A Contemporary Archaeology of State Sovereignty

Date
Mon January 27th 2020, 3:30pm
Location
Department of Anthropology
Main Quad - Building 50
Room 51A (Colloquium Room)
Presenter:  Matthew Magnani
PhD Candidate, Harvard University
As states expanded through the 20th century, the mobile peoples they encountered occupied territories with vast potential for natural resource extraction, taxation, and labor. 

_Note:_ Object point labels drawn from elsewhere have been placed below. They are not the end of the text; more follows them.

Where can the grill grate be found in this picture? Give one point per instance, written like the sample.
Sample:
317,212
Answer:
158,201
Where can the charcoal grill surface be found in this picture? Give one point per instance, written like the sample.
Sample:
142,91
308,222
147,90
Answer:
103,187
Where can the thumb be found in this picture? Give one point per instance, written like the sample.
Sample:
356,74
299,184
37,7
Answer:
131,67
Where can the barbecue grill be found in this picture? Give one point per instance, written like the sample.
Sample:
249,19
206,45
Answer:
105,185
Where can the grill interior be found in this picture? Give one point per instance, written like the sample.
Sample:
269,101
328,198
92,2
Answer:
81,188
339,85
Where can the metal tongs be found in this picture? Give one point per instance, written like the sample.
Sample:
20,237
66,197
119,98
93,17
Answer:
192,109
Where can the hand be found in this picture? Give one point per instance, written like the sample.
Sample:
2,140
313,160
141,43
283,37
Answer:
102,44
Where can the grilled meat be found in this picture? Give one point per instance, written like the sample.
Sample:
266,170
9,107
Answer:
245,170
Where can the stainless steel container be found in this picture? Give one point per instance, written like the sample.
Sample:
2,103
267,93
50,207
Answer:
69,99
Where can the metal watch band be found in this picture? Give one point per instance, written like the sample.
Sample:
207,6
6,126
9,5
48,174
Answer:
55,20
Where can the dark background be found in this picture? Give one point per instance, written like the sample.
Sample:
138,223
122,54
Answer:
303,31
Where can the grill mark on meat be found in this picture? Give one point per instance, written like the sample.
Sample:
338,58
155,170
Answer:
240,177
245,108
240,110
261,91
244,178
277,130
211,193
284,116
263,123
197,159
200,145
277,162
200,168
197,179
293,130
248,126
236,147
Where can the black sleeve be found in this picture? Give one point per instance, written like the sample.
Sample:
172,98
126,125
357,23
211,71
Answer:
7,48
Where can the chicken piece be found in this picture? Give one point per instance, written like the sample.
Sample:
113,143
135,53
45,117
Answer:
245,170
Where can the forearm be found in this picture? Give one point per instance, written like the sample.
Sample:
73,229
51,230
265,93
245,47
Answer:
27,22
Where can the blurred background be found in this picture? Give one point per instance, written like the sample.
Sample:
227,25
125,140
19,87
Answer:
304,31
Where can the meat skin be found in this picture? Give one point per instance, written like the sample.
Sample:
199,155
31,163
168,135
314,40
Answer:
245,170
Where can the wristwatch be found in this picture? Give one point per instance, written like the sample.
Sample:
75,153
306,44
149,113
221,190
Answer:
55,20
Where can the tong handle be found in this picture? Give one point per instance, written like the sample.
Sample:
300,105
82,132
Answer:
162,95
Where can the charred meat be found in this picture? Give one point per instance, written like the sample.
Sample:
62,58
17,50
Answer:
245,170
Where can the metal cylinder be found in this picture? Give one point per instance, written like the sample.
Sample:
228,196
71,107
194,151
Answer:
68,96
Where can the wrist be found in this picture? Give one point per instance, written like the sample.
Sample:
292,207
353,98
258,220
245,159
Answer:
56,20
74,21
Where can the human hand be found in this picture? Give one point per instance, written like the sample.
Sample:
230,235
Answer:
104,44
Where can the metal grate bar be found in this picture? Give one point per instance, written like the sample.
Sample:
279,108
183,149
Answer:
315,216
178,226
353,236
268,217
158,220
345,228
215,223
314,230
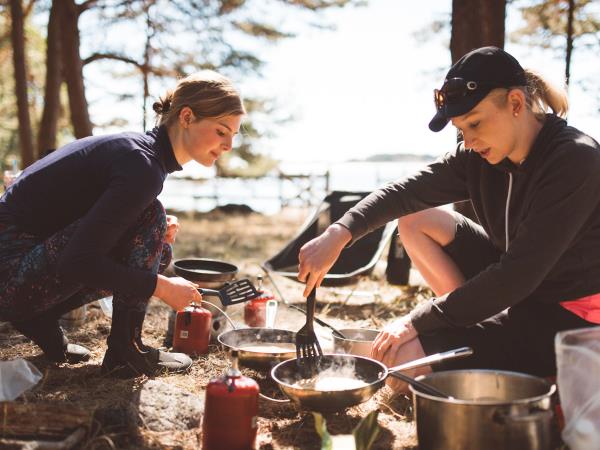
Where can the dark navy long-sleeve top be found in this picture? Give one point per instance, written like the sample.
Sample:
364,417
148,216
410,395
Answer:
105,182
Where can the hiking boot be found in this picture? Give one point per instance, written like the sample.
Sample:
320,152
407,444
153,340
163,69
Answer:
127,356
49,336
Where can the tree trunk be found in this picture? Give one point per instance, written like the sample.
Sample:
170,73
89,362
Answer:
48,124
571,14
73,69
20,70
475,23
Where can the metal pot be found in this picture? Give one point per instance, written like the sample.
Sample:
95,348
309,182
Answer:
357,342
244,338
208,274
371,372
490,410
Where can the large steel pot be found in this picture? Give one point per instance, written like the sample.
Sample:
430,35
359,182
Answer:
372,373
490,410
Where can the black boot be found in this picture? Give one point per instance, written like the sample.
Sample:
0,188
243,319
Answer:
46,333
127,357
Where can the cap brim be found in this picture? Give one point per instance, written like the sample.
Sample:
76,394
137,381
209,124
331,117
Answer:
443,116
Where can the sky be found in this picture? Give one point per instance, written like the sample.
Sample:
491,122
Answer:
367,86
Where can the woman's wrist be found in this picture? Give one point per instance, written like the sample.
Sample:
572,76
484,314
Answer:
340,234
159,290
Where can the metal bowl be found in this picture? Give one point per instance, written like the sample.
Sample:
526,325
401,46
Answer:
358,341
373,373
245,337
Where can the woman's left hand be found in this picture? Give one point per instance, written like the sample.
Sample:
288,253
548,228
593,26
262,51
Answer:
389,341
172,229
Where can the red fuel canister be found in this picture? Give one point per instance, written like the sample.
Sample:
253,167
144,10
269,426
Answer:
192,330
230,411
255,311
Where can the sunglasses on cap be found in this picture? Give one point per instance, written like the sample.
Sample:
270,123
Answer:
454,89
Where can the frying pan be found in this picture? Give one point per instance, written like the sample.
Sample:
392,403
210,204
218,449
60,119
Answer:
209,273
373,373
244,337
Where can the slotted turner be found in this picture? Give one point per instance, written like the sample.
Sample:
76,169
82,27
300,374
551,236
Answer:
238,291
308,349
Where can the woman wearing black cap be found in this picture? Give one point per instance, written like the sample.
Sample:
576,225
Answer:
85,221
532,268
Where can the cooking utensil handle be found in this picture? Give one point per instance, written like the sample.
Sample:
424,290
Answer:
461,352
271,311
271,399
425,388
209,292
316,319
310,305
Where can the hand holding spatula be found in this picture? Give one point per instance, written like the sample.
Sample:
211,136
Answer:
308,349
233,292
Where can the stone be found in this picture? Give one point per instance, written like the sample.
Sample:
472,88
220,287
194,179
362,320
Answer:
159,406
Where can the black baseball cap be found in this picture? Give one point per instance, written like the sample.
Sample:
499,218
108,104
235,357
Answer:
471,78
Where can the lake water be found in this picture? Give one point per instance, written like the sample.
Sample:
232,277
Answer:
264,195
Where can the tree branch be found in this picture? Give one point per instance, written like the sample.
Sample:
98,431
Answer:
82,7
98,56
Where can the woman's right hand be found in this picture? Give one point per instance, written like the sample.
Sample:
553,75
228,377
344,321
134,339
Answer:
318,255
177,292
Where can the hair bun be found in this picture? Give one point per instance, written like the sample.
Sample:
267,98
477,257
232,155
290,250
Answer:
162,106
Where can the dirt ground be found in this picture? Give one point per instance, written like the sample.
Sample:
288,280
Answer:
245,240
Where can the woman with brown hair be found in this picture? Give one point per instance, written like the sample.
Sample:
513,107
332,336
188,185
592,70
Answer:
531,267
85,221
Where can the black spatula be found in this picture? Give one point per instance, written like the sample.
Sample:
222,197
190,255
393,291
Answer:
233,292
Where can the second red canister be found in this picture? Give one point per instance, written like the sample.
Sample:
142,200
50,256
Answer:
255,311
192,330
230,411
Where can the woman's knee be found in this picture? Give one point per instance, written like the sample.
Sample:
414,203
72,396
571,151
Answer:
438,224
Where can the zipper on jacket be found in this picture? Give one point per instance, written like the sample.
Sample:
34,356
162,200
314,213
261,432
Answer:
507,208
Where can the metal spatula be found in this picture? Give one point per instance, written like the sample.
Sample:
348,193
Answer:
308,349
233,292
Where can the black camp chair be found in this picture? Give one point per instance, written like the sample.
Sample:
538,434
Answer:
354,261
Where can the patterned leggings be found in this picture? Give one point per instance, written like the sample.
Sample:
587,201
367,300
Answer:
29,286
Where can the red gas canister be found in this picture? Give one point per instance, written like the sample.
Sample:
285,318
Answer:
230,411
192,330
255,311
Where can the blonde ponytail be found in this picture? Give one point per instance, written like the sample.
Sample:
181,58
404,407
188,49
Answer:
543,95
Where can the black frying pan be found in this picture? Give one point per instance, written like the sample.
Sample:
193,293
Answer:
202,270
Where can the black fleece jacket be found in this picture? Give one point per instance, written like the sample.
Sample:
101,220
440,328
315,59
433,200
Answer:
105,183
553,249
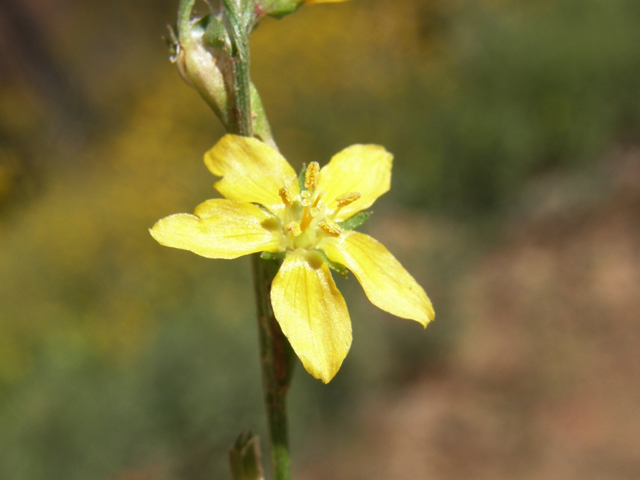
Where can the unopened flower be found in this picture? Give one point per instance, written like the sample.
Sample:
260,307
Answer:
266,209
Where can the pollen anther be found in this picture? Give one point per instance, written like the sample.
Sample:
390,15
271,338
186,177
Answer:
348,199
293,228
286,197
311,176
330,228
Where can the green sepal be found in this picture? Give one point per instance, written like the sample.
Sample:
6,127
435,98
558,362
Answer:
278,256
356,221
336,267
302,176
215,35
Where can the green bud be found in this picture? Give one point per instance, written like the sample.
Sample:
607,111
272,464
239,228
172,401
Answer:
201,44
215,35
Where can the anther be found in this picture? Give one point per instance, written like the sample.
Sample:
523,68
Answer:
311,176
330,228
293,228
348,199
286,197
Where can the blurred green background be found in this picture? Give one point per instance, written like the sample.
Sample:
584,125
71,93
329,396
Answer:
515,203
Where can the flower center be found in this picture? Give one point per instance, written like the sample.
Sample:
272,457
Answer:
306,218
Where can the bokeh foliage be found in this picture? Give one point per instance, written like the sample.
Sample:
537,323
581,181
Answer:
119,356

Assimilative and sedentizing policies weakened ties to land and community to ease the extraction, produce state subjects, and enact territorial sovereignty. This presentation 
considers the long-term material dialogues of state development through two case studies: Sámi communities in Arctic Fennoscandia, and ongoing work in East Africa amongst a group of hunters known as the Digiri. Tracing shifts in material culture through the archaeological record, ethnographic museum collections, and primarily amongst contemporary producers, shows how local technologies and imported materials are repurposed to maintain social ties and attachments to natural resources. Combining future-oriented theory generated in contemporary archaeology with parallel concepts of sovereignty advanced by Indigenous scholars, this presentation demonstrates how mobile communities, in collaboration with archaeologists, may mobilize material heritage toward envisioned futures.